Quando vi o estado crítico de saúde da criança, chamei a família para juntos orarmos e agradecermos pela purificação. No meio da oração, o bebé esperneou e deu o seu último suspiro. Muito agitada, pedi à minha primeira filha que me colocasse o corpo do bebé nas costas. Amarrei-o com dois panos, lhe cobri com um terceiro e dirigi-me à casa da responsável. Pedi que os meus filhos se mantivessem calados e não despertassem os vizinhos.
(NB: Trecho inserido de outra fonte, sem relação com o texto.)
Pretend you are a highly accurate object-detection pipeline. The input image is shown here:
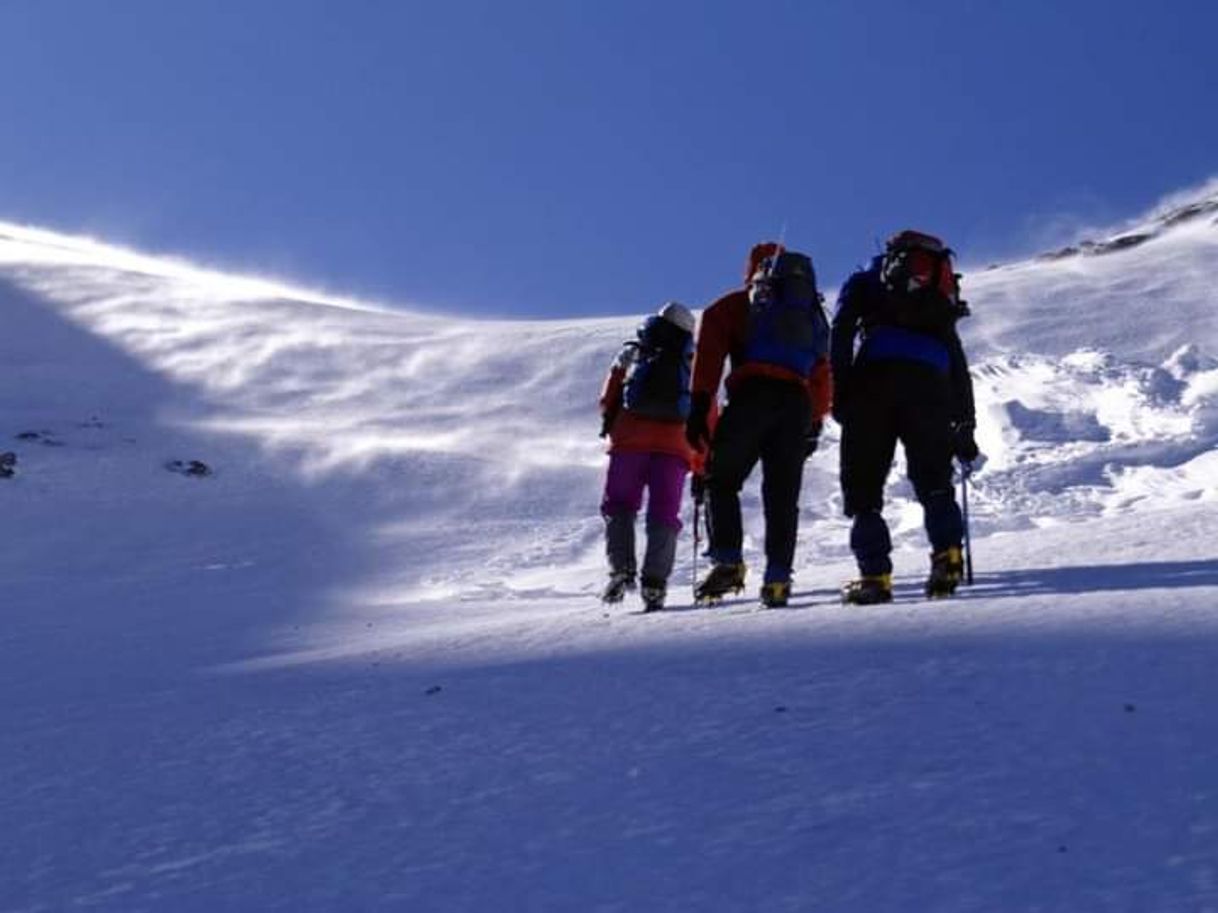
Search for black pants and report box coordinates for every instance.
[706,377,812,582]
[842,360,963,575]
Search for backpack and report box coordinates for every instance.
[877,231,968,332]
[621,315,693,422]
[744,248,829,377]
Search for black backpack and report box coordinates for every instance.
[744,251,829,377]
[877,231,968,332]
[622,315,693,422]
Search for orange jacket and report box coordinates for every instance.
[600,362,703,472]
[692,289,833,421]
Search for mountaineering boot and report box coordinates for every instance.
[693,562,748,603]
[638,577,665,612]
[761,581,790,609]
[926,545,965,599]
[842,573,893,605]
[600,571,635,603]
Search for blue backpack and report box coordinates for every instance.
[622,315,693,422]
[744,251,829,377]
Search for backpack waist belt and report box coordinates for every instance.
[857,326,951,374]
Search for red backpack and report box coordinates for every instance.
[879,230,968,327]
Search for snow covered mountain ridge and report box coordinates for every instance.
[0,186,1218,601]
[0,183,1218,913]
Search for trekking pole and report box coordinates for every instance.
[960,463,973,587]
[689,495,702,599]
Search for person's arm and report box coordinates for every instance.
[829,273,864,424]
[600,349,630,437]
[948,329,980,465]
[689,296,732,399]
[948,330,977,425]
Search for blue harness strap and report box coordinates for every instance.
[856,326,951,374]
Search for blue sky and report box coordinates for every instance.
[0,0,1218,317]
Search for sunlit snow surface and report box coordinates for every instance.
[0,187,1218,913]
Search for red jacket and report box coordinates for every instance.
[692,289,833,421]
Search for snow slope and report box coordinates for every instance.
[0,186,1218,913]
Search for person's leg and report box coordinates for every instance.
[899,374,965,551]
[840,370,896,577]
[600,452,649,577]
[642,453,689,587]
[761,385,812,583]
[706,393,760,564]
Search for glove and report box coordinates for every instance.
[689,472,706,504]
[600,409,618,437]
[951,421,980,463]
[832,380,850,425]
[686,392,710,452]
[804,421,825,460]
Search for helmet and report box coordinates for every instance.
[657,301,694,332]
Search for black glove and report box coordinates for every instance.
[689,472,706,504]
[804,421,825,460]
[951,421,980,463]
[832,381,850,425]
[686,392,710,452]
[600,409,618,437]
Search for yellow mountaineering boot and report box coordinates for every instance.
[693,562,748,605]
[926,545,965,599]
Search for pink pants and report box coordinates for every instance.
[600,452,689,532]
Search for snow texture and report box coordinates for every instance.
[0,186,1218,913]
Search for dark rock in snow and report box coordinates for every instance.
[164,460,212,478]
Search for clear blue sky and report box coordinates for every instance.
[0,0,1218,317]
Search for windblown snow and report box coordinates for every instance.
[0,185,1218,913]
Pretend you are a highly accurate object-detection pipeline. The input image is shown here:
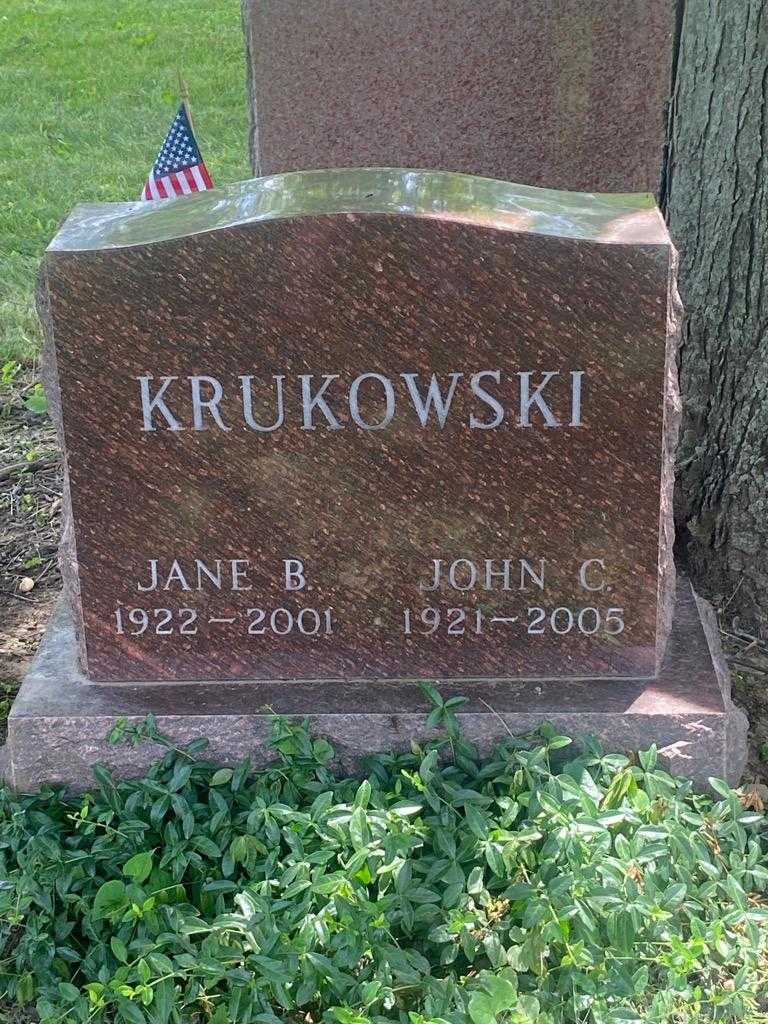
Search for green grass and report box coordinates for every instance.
[0,0,249,364]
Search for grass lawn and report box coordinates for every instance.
[0,0,249,366]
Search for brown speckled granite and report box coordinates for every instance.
[41,172,678,680]
[0,580,746,790]
[244,0,676,191]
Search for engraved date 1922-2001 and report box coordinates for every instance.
[115,558,625,642]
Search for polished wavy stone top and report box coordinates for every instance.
[48,167,670,252]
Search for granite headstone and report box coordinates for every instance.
[5,170,745,788]
[39,170,675,681]
[243,0,678,191]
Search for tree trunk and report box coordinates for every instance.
[663,0,768,635]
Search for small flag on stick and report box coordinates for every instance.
[141,102,213,200]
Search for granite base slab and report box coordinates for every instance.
[4,580,746,791]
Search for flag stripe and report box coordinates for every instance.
[140,103,213,201]
[198,164,213,188]
[186,164,208,191]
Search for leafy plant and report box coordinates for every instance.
[0,689,768,1024]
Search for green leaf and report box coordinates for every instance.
[58,981,80,1002]
[118,995,146,1024]
[91,880,128,921]
[123,850,152,885]
[110,935,128,964]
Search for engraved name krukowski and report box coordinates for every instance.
[136,370,586,433]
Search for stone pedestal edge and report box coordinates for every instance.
[0,582,746,791]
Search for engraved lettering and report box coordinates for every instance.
[136,377,184,431]
[189,377,231,430]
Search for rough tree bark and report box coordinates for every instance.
[663,0,768,635]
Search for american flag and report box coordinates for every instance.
[141,103,213,200]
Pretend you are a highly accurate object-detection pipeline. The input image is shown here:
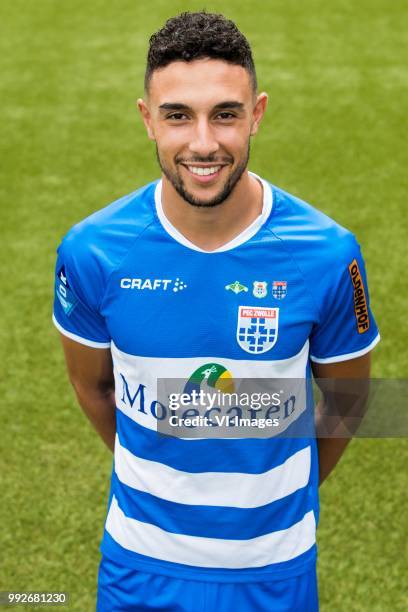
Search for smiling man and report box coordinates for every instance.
[54,12,379,612]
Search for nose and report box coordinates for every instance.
[189,117,219,157]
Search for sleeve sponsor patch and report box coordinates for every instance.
[349,259,370,334]
[55,266,78,317]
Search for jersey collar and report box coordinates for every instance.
[154,172,273,254]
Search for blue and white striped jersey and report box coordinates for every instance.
[53,175,379,582]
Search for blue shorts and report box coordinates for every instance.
[96,557,319,612]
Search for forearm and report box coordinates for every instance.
[74,387,116,452]
[317,438,350,486]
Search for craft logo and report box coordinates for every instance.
[252,281,268,298]
[272,281,288,300]
[120,278,187,293]
[225,281,248,295]
[55,266,78,317]
[237,306,279,355]
[349,259,370,334]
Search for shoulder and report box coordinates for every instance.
[268,185,359,270]
[58,181,157,272]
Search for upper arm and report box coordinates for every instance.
[312,351,371,379]
[60,332,115,394]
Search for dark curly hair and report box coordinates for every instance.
[144,11,257,92]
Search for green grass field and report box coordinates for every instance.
[0,0,408,612]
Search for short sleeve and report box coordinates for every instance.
[310,235,380,363]
[53,238,110,348]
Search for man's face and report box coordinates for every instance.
[138,59,267,207]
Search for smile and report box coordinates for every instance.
[187,166,222,176]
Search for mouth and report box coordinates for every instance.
[181,164,226,184]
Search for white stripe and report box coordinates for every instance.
[115,436,310,508]
[154,172,273,255]
[52,314,110,348]
[111,340,309,439]
[106,496,316,569]
[310,334,380,363]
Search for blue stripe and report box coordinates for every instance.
[112,474,312,540]
[100,529,317,584]
[116,409,316,474]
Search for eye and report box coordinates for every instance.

Saí a correr, e durante o percurso pedia a cada moto que parasse, mas, ninguém aceitava me levar. Então, continuei a andar e quando me dei conta, tinha percorrido 9 quilómetros a pé e descalça! Cheguei à casa da responsável e desesperada bati a porta a gritar: “Mamã, mamã!”. Assustada, ela abriu a porta. Ao ver a responsável eu só sabia dizer: “Mamã, aí está o seu filho, está morto!”.

A responsável, espantada, recebeu o corpo com muita gratidão e levou-o até ao altar de casa. Chamou os seus filhos, tirou o único dinheiro que tinha naquele momento e dividiu também pelas crianças, um envelope para cada um fazer um donativo. Orientou-me também que pedisse aos meus filhos em casa para fazerem o mesmo e fossem para o altar, orar em sintonia. Começamos a orar e ministrar Johrei na criança. Duas horas se passaram, mas, como eu continuava muito agitada, então a responsável pediu que eu dedicasse no banheiro. Porém, eu só chorava de tanta tristeza. A responsável orientou os seus filhos que continuassem a ministrar o Johrei, entoando a oração Amatsu-Norito sem parar, e pediu que fôssemos para fora procurar flores e fazer uma vivência com elas.

Percebi que ela fez isso pois, devido à minha agitação, eu precisava me distanciar do corpo do meu filho por algum tempo, para não atrapalhar.

Saímos de casa e graças a Deus, depois de algumas voltas na rua, conseguimos as flores. De regresso à casa, nos deparamos com o filho cassula da responsável que veio a correr ao nosso encontro e ofegante, gritou: “Mamã, mamã, o bebé tossiu e ressuscitou!”. Sem demoras, entramos a correr e encontramos o bebé com os olhos abertos e segundos depois começou a chorar. Ficamos deveras assustados, muito admirados e sem saber o que fazer!

Eu fiquei de frente das imagens a chorar, a gritar e a tremer de tanta emoção! Não conseguia entender o que estava a se passar. Só ouvia esse tipo de experiência, mas, desta vez estava a ver o meu próprio filho a ressuscitar na minha frente, após 3 horas de muito sofrimento!

O menino morreu às 19 horas e voltou a vida às 22 horas. Não sou médica, mas, como mãe consegui entender que a minha criança estava sem vida. Corpo frio, dentes cerrados, olhos revirados e nenhum sinal do batimento cardíaco. No meio de tanto desespero, consegui entender o quão doloroso é perder um filho, mas, ao mesmo tempo, horas depois senti a força de Deus e de Meishu-Sama trazer novamente a vida deste que tanto amo! Sem dúvida, o meu filho ganhou uma nova vida!

Mesmo sabendo que nada pode retribuir isso, a responsável orientou-nos a fazer um donativo especial de gratidão! Porém, como não tinha mais dinheiro, vendi alguns utensílios de casa e materializei o donativo de gratidão.

Quero que saibam que o Johrei superou a medicina, pois penso que não seja possível dar nova vida a um ser humano através da força do homem. É mesmo tudo como Meishu-Sama ensina: “Gratidão gera gratidão!”, e o desapego gera uma luz imensa que liberta os antepassados do inferno. Entendi também que tudo isso foi possível pela dedicação que tenho tido a permissão de fazer, me preocupando com a felicidade de outras pessoas. Assim, Deus e Meishu-Sama cuidam e protegem a minha família também.

O meu compromisso é aprofundar cada vez mais no sofrimento de outras pessoas como se do meu próprio sofrimento se tratasse e participar na construção do Solo Sagrado de África!

Agradeço ao Supremo Deus e ao Messias Meishu-Sama, pela permissão que me concederam de conhecer este caminho maravilhoso da salvação!

A todos que partilharam do meu relato de fé, muito obrigada!